Ein Quartal der Gegensätze
Kaum eine andere Branche versteht es so meisterhaft, Skandale in Stil zu verwandeln, wie die Luxusindustrie. Am Dienstag präsentierte LVMH starke Zahlen – und ließ damit eine Nachricht, die anderen Konzernen den Atem geraubt hätte, fast beiläufig verblassen: Die EU-Kommission verhängte hohe Strafen gegen mehrere Modehäuser wegen jahrelanger Preisabsprachen, darunter die LVMH-Tochter Loewe.

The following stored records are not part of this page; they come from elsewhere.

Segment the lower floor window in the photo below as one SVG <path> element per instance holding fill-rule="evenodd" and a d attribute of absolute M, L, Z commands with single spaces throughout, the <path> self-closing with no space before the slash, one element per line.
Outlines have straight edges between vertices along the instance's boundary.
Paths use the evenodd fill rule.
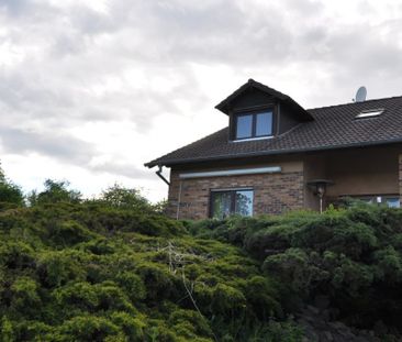
<path fill-rule="evenodd" d="M 399 196 L 365 196 L 358 199 L 368 203 L 387 205 L 390 208 L 401 207 Z"/>
<path fill-rule="evenodd" d="M 211 217 L 224 219 L 231 214 L 253 216 L 253 189 L 212 190 Z"/>

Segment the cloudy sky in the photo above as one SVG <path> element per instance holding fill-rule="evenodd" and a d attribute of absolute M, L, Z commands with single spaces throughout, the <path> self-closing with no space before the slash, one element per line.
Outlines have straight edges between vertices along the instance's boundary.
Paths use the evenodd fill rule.
<path fill-rule="evenodd" d="M 250 77 L 304 108 L 402 95 L 402 2 L 0 0 L 2 167 L 161 199 L 143 164 L 226 125 Z"/>

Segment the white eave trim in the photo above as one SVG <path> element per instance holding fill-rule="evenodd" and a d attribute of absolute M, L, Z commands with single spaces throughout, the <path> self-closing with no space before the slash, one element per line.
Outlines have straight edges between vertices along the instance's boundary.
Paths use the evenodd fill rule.
<path fill-rule="evenodd" d="M 241 176 L 241 175 L 257 175 L 257 174 L 275 174 L 280 173 L 282 168 L 280 166 L 256 167 L 256 168 L 236 168 L 236 169 L 222 169 L 204 173 L 186 173 L 180 174 L 181 179 L 187 178 L 204 178 L 204 177 L 225 177 L 225 176 Z"/>

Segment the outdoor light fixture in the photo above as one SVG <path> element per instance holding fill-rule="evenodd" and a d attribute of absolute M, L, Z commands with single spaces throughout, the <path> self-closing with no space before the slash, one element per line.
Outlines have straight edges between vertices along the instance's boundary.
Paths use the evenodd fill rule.
<path fill-rule="evenodd" d="M 320 212 L 323 212 L 323 197 L 326 192 L 326 188 L 332 185 L 334 185 L 334 181 L 328 179 L 313 179 L 308 181 L 308 186 L 320 199 Z"/>

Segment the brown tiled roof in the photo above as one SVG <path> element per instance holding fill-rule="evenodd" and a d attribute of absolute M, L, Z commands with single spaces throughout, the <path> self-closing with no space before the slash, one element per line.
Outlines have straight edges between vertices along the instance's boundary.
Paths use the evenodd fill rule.
<path fill-rule="evenodd" d="M 384 109 L 373 118 L 355 119 L 364 110 Z M 228 128 L 145 164 L 175 165 L 270 154 L 286 154 L 402 142 L 402 96 L 310 109 L 302 122 L 272 139 L 231 142 Z"/>

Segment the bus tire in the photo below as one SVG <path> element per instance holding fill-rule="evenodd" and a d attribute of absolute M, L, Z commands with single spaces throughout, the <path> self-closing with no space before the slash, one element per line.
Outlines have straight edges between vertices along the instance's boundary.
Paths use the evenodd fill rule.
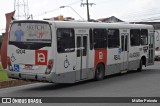
<path fill-rule="evenodd" d="M 137 71 L 142 71 L 142 66 L 143 66 L 143 61 L 142 59 L 140 60 L 140 63 L 139 63 L 139 68 L 137 69 Z"/>
<path fill-rule="evenodd" d="M 95 79 L 97 81 L 103 80 L 105 76 L 105 68 L 103 64 L 98 64 L 95 72 Z"/>

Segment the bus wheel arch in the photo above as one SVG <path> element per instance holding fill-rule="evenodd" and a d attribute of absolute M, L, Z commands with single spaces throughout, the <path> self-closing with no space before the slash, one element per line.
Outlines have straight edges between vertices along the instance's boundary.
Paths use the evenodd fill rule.
<path fill-rule="evenodd" d="M 105 65 L 104 63 L 98 63 L 95 69 L 95 79 L 97 81 L 103 80 L 105 77 Z"/>

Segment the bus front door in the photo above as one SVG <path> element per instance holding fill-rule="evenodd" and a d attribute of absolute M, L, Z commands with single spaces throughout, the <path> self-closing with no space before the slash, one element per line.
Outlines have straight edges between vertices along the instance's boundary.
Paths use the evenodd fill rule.
<path fill-rule="evenodd" d="M 154 64 L 154 34 L 149 34 L 149 59 L 148 64 L 152 65 Z"/>
<path fill-rule="evenodd" d="M 128 70 L 128 33 L 121 34 L 121 72 Z"/>
<path fill-rule="evenodd" d="M 88 34 L 77 35 L 76 80 L 87 78 L 87 37 Z"/>

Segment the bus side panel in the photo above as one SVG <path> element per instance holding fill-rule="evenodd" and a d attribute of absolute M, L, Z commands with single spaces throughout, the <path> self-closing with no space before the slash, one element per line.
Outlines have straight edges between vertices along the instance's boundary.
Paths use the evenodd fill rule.
<path fill-rule="evenodd" d="M 129 70 L 137 69 L 140 64 L 140 59 L 141 59 L 141 47 L 140 46 L 135 46 L 132 47 L 130 46 L 129 48 L 129 64 L 128 68 Z"/>
<path fill-rule="evenodd" d="M 119 48 L 109 48 L 107 50 L 106 75 L 120 72 L 120 54 Z"/>

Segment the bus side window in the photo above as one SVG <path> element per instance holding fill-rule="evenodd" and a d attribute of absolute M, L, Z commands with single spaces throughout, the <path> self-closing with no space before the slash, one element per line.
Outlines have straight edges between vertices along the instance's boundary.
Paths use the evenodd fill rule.
<path fill-rule="evenodd" d="M 107 48 L 107 30 L 94 29 L 93 30 L 94 48 Z"/>
<path fill-rule="evenodd" d="M 67 53 L 75 51 L 74 29 L 71 28 L 57 29 L 57 51 L 58 53 Z"/>
<path fill-rule="evenodd" d="M 93 32 L 92 29 L 89 30 L 89 39 L 90 39 L 90 50 L 93 49 Z"/>
<path fill-rule="evenodd" d="M 108 29 L 108 48 L 118 48 L 119 46 L 119 29 Z"/>
<path fill-rule="evenodd" d="M 130 30 L 131 46 L 140 46 L 140 29 Z"/>
<path fill-rule="evenodd" d="M 141 29 L 141 45 L 148 45 L 148 30 Z"/>

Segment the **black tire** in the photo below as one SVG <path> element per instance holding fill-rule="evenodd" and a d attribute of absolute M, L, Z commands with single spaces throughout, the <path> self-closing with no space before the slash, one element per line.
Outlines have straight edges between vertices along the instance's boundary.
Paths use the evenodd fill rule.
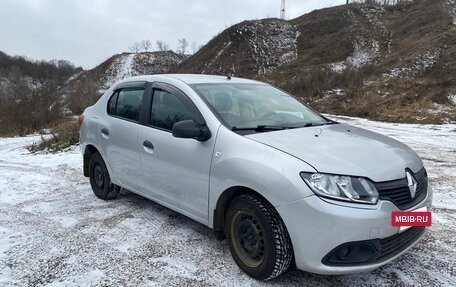
<path fill-rule="evenodd" d="M 99 153 L 94 153 L 89 159 L 89 179 L 93 193 L 98 198 L 109 200 L 117 196 L 120 186 L 111 183 L 106 164 Z"/>
<path fill-rule="evenodd" d="M 249 276 L 273 279 L 293 259 L 290 236 L 277 211 L 253 195 L 235 198 L 225 216 L 225 234 L 234 261 Z"/>

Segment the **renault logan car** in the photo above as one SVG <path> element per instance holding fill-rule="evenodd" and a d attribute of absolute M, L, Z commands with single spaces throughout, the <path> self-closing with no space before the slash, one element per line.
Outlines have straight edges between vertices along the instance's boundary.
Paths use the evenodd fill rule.
<path fill-rule="evenodd" d="M 369 271 L 425 234 L 391 224 L 394 211 L 431 206 L 414 151 L 266 83 L 133 77 L 80 120 L 84 175 L 97 197 L 125 188 L 209 226 L 257 279 L 292 264 L 319 274 Z"/>

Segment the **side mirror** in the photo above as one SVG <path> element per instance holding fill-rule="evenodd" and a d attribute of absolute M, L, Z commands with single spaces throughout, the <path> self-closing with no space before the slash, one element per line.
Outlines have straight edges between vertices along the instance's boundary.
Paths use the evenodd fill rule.
<path fill-rule="evenodd" d="M 173 136 L 204 142 L 211 138 L 211 131 L 207 125 L 199 125 L 193 120 L 185 120 L 173 125 Z"/>

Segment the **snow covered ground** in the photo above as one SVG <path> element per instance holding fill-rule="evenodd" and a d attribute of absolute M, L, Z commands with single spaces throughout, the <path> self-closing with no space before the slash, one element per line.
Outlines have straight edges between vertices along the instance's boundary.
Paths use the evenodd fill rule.
<path fill-rule="evenodd" d="M 30 154 L 39 136 L 0 138 L 0 286 L 456 286 L 456 125 L 335 117 L 399 139 L 424 160 L 434 187 L 428 236 L 373 272 L 292 270 L 246 276 L 225 241 L 193 220 L 128 191 L 97 199 L 78 148 Z"/>

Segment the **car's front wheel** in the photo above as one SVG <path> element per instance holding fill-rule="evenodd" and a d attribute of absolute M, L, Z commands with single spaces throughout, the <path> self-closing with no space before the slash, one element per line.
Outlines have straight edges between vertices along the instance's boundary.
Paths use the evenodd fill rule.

Während Gucci, Chloé und Loewe nun gemeinsam rund 157 Millionen Euro zahlen müssen, stieg die LVMH-Aktie um mehr als zwölf Prozent. Ein paradoxes Bild: Juristisch ein Tiefschlag, wirtschaftlich ein Befreiungsschlag.

Wettbewerbshüter decken Preisabsprachen auf
Nach Erkenntnissen der EU-Kommission hatten die drei Modehäuser ihren Vertriebspartnern untersagt, von empfohlenen Verkaufspreisen abzuweichen. Rabattaktionen wurden stark eingeschränkt, manche Produkte durften nur in bestimmten Zeiträumen verkauft werden. Ziel: Die Preisdisziplin in Boutiquen und Online-Shops sollte gewahrt bleiben – um den luxuriösen Schein auch im Preisschild zu konservieren.

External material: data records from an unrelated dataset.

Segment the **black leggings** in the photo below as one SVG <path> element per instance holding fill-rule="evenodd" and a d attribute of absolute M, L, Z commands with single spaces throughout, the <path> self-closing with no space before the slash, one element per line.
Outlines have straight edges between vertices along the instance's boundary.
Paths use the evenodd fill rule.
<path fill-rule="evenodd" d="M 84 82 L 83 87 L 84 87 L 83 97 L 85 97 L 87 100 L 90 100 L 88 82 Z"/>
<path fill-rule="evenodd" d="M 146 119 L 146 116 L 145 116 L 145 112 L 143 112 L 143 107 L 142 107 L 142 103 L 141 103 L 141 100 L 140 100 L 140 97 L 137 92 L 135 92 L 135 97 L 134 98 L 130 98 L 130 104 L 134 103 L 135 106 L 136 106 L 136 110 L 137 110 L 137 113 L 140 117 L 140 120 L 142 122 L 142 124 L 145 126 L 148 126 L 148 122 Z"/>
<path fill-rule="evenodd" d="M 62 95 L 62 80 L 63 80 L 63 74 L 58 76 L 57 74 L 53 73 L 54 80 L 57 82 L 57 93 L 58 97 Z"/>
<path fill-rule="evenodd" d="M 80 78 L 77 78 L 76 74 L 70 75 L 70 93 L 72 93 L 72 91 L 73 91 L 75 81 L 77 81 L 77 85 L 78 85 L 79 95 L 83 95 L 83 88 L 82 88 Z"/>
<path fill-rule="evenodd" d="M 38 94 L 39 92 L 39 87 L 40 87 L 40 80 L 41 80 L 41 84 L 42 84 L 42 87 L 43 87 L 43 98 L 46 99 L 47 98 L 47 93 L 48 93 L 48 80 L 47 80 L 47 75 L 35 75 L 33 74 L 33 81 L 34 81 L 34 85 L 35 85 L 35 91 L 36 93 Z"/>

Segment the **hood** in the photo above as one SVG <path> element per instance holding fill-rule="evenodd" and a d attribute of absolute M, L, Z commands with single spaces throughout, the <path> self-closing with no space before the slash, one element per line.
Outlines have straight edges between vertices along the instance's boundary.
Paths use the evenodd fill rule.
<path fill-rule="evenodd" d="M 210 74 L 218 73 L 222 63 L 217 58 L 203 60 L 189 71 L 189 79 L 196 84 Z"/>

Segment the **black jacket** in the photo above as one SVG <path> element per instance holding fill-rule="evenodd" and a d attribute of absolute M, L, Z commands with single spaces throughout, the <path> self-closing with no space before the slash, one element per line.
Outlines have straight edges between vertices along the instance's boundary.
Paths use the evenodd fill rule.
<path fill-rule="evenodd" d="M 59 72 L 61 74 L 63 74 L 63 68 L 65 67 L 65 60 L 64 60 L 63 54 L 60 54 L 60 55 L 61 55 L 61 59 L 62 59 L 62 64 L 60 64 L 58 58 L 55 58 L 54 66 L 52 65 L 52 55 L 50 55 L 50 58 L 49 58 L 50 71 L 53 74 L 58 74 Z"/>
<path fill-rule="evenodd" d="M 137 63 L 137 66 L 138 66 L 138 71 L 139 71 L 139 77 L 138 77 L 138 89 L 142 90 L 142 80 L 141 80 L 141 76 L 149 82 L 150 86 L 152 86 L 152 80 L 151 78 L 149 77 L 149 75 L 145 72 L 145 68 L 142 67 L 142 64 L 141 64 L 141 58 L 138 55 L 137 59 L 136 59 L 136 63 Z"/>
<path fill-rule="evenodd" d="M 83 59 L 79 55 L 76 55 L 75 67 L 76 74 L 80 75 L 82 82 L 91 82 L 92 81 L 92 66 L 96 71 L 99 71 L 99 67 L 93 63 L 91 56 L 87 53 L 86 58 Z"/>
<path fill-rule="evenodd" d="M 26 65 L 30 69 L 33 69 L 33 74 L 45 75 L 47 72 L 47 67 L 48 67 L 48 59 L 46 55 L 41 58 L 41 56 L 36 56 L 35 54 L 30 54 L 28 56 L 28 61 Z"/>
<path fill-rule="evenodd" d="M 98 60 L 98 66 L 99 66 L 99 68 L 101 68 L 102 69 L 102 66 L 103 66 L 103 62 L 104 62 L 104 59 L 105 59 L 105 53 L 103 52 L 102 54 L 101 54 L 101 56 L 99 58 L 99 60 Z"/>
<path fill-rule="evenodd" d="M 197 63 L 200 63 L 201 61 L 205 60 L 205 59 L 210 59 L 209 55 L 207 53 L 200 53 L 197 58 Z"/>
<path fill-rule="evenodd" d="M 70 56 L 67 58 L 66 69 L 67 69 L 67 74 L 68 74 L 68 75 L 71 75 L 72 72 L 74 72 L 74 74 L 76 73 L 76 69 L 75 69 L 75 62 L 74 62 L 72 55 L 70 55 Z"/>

Diese Praktiken liefen laut Brüssel über Jahre hinweg – bei Gucci und Loewe von 2015 bis 2023. Erst unangekündigte Razzien in Italien, Spanien und Frankreich brachten das System ans Licht. Die Kommission wertet das Vorgehen als klaren Verstoß gegen EU-Wettbewerbsrecht: „Dieses Verhalten führt zu höheren Preisen und geringerer Auswahl für Verbraucher“, so die für Wettbewerb zuständige EU-Kommissarin Teresa Ribera.

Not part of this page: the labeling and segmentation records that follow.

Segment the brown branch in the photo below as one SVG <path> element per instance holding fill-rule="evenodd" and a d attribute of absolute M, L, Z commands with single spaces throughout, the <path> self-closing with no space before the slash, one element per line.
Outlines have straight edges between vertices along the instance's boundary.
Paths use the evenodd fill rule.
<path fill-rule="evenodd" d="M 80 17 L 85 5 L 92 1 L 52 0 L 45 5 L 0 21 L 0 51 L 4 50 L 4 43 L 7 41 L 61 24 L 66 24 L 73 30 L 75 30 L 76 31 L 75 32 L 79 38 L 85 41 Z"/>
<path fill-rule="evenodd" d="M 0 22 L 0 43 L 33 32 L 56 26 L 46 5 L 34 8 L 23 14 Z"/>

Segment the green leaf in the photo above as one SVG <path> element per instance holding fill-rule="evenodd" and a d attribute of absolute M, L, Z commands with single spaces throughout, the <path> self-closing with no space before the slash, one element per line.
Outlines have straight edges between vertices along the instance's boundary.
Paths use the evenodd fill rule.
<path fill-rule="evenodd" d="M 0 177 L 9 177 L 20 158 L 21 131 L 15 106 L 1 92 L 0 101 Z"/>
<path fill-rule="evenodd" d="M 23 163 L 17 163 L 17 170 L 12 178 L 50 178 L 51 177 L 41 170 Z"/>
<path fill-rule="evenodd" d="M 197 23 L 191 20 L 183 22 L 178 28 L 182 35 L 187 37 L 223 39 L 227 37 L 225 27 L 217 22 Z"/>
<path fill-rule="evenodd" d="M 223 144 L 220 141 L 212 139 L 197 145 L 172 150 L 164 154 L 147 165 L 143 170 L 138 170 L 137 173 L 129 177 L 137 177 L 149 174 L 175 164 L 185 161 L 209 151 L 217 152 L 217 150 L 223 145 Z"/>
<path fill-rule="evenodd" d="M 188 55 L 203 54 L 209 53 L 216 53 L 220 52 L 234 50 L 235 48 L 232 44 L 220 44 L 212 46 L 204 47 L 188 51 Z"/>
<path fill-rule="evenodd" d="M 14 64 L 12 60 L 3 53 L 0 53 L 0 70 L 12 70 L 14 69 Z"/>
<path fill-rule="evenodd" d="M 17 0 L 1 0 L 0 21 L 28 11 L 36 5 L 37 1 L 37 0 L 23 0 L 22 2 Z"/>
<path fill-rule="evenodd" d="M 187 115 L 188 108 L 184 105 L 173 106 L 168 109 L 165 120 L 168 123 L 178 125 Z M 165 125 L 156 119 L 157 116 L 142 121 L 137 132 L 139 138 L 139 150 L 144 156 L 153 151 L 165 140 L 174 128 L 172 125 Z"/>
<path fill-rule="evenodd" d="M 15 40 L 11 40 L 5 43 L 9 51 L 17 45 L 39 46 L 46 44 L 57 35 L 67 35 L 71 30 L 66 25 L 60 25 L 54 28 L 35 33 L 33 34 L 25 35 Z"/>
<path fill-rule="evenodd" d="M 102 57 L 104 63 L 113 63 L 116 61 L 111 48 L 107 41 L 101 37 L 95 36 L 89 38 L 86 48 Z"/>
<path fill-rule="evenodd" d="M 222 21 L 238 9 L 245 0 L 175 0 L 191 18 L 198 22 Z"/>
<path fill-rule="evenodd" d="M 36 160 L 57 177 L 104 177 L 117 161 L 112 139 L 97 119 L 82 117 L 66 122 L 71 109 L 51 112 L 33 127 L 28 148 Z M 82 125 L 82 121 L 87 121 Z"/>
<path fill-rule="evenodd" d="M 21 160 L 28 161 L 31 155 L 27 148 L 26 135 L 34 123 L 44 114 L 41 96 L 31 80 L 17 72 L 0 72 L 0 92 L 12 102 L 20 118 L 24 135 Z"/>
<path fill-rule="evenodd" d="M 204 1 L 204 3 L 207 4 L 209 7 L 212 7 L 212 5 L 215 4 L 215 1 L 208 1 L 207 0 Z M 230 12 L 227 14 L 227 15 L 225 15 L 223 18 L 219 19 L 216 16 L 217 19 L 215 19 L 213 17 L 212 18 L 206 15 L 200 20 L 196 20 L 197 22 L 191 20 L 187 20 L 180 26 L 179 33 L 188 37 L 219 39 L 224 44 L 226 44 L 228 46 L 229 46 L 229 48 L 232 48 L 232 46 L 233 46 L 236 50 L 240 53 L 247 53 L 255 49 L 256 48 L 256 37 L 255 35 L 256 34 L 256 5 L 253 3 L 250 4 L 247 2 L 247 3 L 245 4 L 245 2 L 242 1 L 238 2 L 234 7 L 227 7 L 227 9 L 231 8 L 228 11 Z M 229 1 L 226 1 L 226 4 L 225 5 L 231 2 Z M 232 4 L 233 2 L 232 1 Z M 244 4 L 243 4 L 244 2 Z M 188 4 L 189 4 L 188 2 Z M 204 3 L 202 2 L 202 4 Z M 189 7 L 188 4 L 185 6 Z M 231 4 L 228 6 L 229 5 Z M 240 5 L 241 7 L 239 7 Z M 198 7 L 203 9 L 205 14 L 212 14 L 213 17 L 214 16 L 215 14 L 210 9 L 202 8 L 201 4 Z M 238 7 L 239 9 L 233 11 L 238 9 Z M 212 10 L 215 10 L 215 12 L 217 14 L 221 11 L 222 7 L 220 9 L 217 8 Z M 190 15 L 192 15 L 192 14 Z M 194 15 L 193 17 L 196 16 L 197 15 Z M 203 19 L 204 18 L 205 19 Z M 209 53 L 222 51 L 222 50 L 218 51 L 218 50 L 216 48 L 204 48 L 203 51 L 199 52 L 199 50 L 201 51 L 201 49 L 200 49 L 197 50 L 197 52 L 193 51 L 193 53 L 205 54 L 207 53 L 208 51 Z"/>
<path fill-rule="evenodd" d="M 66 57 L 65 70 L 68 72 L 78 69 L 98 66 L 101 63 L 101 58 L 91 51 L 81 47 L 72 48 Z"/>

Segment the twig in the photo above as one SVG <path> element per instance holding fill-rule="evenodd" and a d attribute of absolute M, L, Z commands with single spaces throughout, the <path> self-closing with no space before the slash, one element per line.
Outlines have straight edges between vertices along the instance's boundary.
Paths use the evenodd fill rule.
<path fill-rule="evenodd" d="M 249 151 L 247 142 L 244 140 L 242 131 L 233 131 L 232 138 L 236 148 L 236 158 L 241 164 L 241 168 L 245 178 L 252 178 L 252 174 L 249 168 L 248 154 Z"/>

Kooperation lohnt sich – zumindest finanziell
Alle drei Marken gestanden ihre Verstöße ein und erklärten, die Praktiken inzwischen eingestellt zu haben. Wer kooperiert, zahlt weniger: Gucci und Loewe profitierten von einer 50-prozentigen Reduktion der Strafen, Chloé immerhin von 15 Prozent. Am Ende steht Gucci mit 119,7 Millionen Euro am Pranger, Loewe mit 18 Millionen Euro und Chloé mit 19,7 Millionen Euro.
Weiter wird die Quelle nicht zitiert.